Yesterday we registered with the tax office - very important if you want to function in this country.  Without your 'personnumer' you cannot open a bank account, buy a mobile phone on contract, get insurance for anything... We were so chuffed with ourselves we bought a double scoop of home made icecream from Dolce Sicilia, a Sicilian ice-cream parlour around the corner.  I think this must be the best ice-cream I have ever had, made with organic ingredients, they also serve amazing fairtrade coffee to boot.  Worth a visit if you are ever in Malmo.  Watch out for the icecream, I suspect we will have to resist finding an excuse to have one every day...

 Something else we achieved yesterday was to buy some vegetables and yoghurt in the little health food shop on the ground floor of the building in which we are renting.  Outside, the perimeter of the shop is littered with small squash and gourds - obviously Autumn is something they celebrate here!

 It felt so good to be shopping locally and most of the produce seemed to come from Denmark, Sweden and Germany.  Lovely.  To top it all off the gent who served us was an absolute delight.  When he realised I hadn't a clue what he was saying, he switched to English and asked that next time I'm in, I remind him and he'll adjust for me.  I mentioned, excitedly, that we had just moved in upstairs and he made my day with 'welcome to the house.'  I couldn't stop smiling.  What a beautiful sense of community.

Thursday, September 6, 2012

Rocket Fuel

I woke this morning at 5am, struggled to get back to sleep and eventually dragged myself out of bed at 6.30.  I suspect the tension of moving country had something to do with it.  Maybe it was also because this morning was my last chance to visit Mahon Farmers' Market before heading to Sweden?

This is where I buy my food.
This morning, the lovely pink shirt clad 'Rocket Man' in the photo sold me my lunch, which turned out to be dinner when lunch got sidetracked by packing.  Stomach comforting, whole food goodness.

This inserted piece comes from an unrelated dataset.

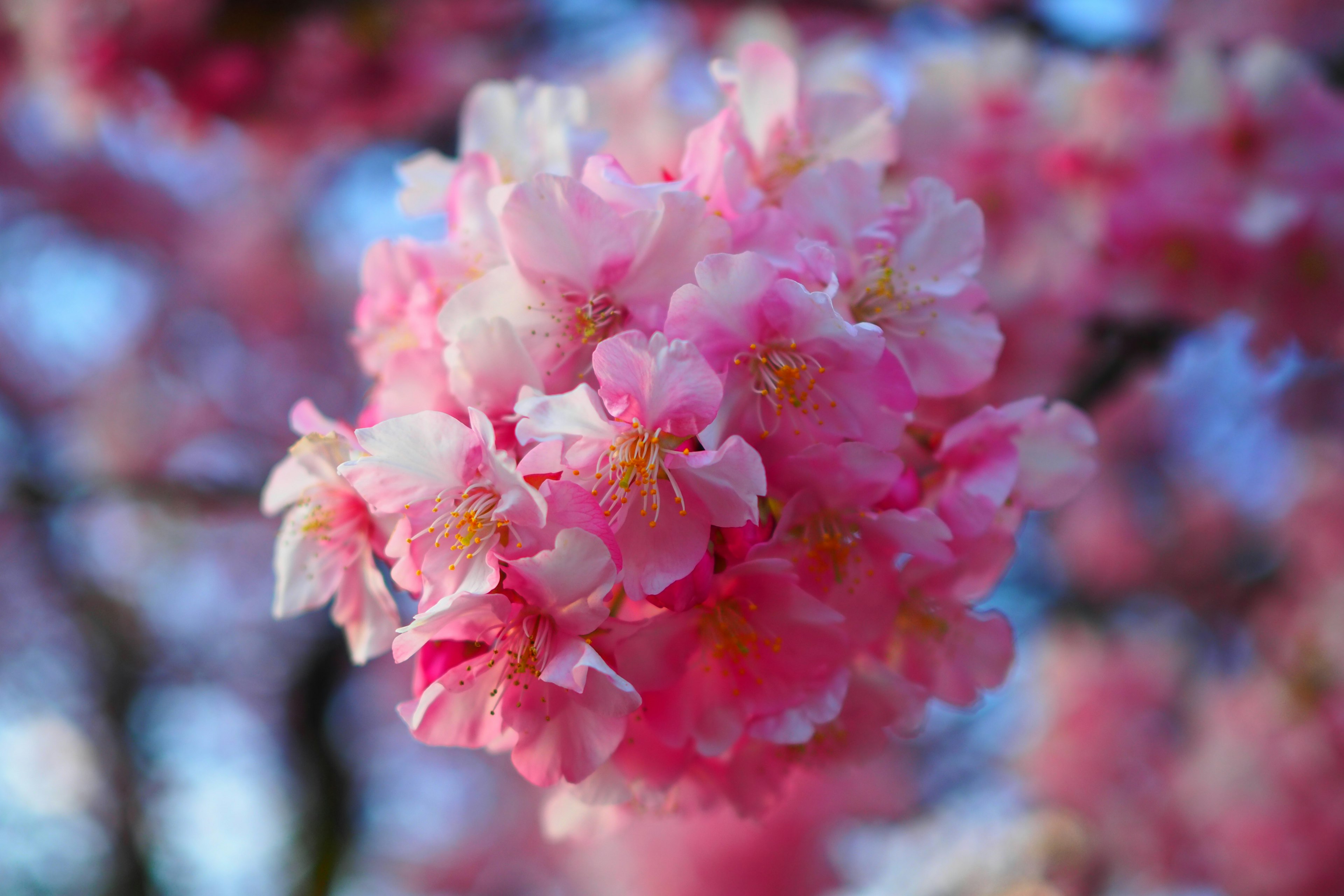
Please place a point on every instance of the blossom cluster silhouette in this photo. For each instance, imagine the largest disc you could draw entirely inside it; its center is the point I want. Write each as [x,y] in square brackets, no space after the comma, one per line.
[650,456]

Thank you Rocket Man.

Almost every Thursday morning I can be found at this market.  I think it is one of the best in the country.  It is dedicated almost entirely to food, with a couple of flower stalls thrown in, just to cheer us up.  There are 3 or 4 excellent coffee & cake stalls, of course, to keep the punters awake & sugar fuelled, but more importantly for me, there is an organic meat and eggs stall.  Organic, local, grass fed beef, chicken and lamb.  Wow.  I love it and do a little dance inside my head as I give my hard earned euros directly into the hand of the farmer.  Alongside Dan Aherne's meat, there is the local veg grower, so fresh you can tell their produce was picked that morning.  The Real Olive Co. provide the most delicious buffalo mozzarella I've ever had, from their very own buffalo reared in Toonsbridge, West Cork.  I could go on and on about how incredible the food is there.  On a sunny day it's one of my favourite places to be.  On a wet day, the stallholders retreat indoors, so no matter the weather, you can always buy this kind of incredibly good food.

How will Malmo compare?
Will I be able to eat as well as I do here, without blowing the budget?

We leave our little house in Cork tomorrow and depart for France on a ferry from Rosslare on Saturday.  Then comes a 3 day road trip.  Bring it on.